GLU variants (2020) 논문 리뷰

GLU variants가 나온 의 논문 이름은 GLU Variants Improve Transformer다. (링크)

저자는 Noam Shazeer다.

GLU는 Gated Linear Units의 약자다.

Abstract

GLU, Gated Linear Units은 두 개의 linear projections의 component-wise product로 구성된다. 여기서는 다양한 GLU의 variants를 탐구한다. ReLU와 GELU 보다 좋은 성능임을 보인다.

Introduction

Transformer 베이스의 모델들의 내부의 Position-wise Feed-Forward Networks (FFN)에서 activation 함수들이 쓰인다.

T5에서는 bias가 없는 버젼이다.

ReLU는 $\text{FFN}_\text{ReLU}(x, W_1, W_2) = \text{max}(xW_1, 0)W_2$로 표시할 수 있다.
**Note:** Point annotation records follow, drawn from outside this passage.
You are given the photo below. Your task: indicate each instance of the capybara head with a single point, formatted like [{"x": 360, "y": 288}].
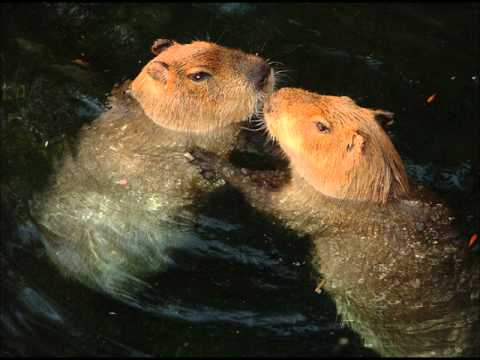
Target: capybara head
[
  {"x": 336, "y": 146},
  {"x": 201, "y": 86}
]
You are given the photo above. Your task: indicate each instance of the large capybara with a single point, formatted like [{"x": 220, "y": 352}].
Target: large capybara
[
  {"x": 126, "y": 193},
  {"x": 386, "y": 251}
]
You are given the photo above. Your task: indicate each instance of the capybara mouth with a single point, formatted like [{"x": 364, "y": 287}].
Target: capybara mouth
[{"x": 267, "y": 106}]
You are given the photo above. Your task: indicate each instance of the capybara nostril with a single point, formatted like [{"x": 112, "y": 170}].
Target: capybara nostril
[
  {"x": 260, "y": 75},
  {"x": 267, "y": 108}
]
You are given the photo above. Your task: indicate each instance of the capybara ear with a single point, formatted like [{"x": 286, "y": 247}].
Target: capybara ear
[
  {"x": 161, "y": 44},
  {"x": 383, "y": 118},
  {"x": 357, "y": 144},
  {"x": 158, "y": 70}
]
GELU의 경우 $\text{FFN}_\text{GELU}(x, W_1, W_2) = \text{GELU}(xW_1)W_2$로,

$\text{Swish}_{\beta}(x)$의 경우 $\text{FFN}_\text{Swish}_{1}(x, W_1, W_2) = \text{ Swish }_{1}(xW_1)W_2$로 표기한다.

GELU는 Gaussian Error Linear Units로 GELU($x$) = $x \Phi{x}$다. 이때 $\Phi$는 CDF of normal distribution이다.

$\text{Swish}_{\beta}(x) = x \sigma(\beta x)$ 함수다. $\sigma$는 sigmoid 함수다.

Gated Linear Units (GLU) and Variants

GLU$(x, W, V, b, c) = \sigma(xW + b) \otimes (xV + c) $

Bilinear$(x, W, V, b, c) = (xW + b) \otimes (xV + c) $

이때 $\otimes$는 component-wise product = element-wise product = Hadamard product다.

ReGLU$(x, W, V, b, c) = max(0, xW + b) \otimes (xV + c) $

GEGLU $(x, W, V, b, c) = GELU(xW + b) \otimes (xV + c) $

SwiGLU $(x, W, V, b, c, \beta) = \text{Swish}_{\beta}(xW + b) \otimes (xV + c) $

Bias term을 생략한 FFN과 activation은 아래와 같이 표기 가능하다.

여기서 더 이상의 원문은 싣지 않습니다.